Dalam sebuah pernyataan yang dikeluarkan melalui juru bicaranya, Kepala PBB tersebut mengatakan negara berkembang telah berjuang untuk mengamankan sumber daya keuangan mereka dalam mengatasi krisis virus korona. Apalagi untuk pulih dari itu.
Sejak awal krisis, dia telah menyerukan likuiditas, melalui penerbitan besar Hak Penarikan Khusus (SDR) -instrumen yang dibuat oleh Dana Moneter Internasional (IMF) untuk membantu menambah cadangan kas- bagi mereka yang paling membutuhkan dan realokasi SDR yang tidak terpakai.
Melansir Xinhua, Sabtu, 10 April 2021, pejabat tertinggi PBB itu telah mengusulkan pendekatan tiga tahap untuk mengatasi beban utang. Yakni penghentian utang, penghapusan utang bagi yang paling rentan, dan reformasi arsitektur utang internasional.

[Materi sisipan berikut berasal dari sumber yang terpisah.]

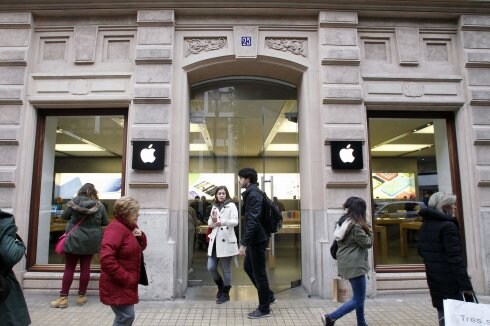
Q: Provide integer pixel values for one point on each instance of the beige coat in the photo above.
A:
(224, 235)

Dia pun menyambut seruan konkrit komite IMF untuk alokasi SDR baru, dan realokasi sukarela ke negara-negara yang membutuhkan. Dia mengatakan, langkah tersebut didorong oleh dukungan yang diberikan untuk Debt Service Suspension Initiative (DSSI), yang telah memberikan bantuan sementara sebesar USD5 miliar untuk negara-negara yang rentan, serta untuk Kerangka Kerja Umum untuk Perawatan Utang, yang disepakati oleh negara-negara G20.
"Utang yang macet dan keringanan utang harus diperluas ke negara-negara yang paling membutuhkan -termasuk negara berpenghasilan menengah, yang menampung lebih dari 60 persen orang miskin dunia- tanpa menciptakan stigma atau mengorbankan peringkat kedaulatan mereka," kata pernyataan itu.
Mereformasi arsitektur utang internasional juga penting, dia mencatat bahwa krisis utang di tengah keadaan darurat covid-19 akan membuat tujuan pembangunan berkelanjutan akan berada di luar jangkauan.
Dia pun meminta semua negara dan institusi untuk bergabung dalam upaya global untuk memikirkan kembali prinsip-prinsip yang mendasari arsitektur utang saat ini. Serta mendesak tindakan untuk melengkapi instrumen yang ada dengan mekanisme penyelesaian krisis utang yang lebih efektif.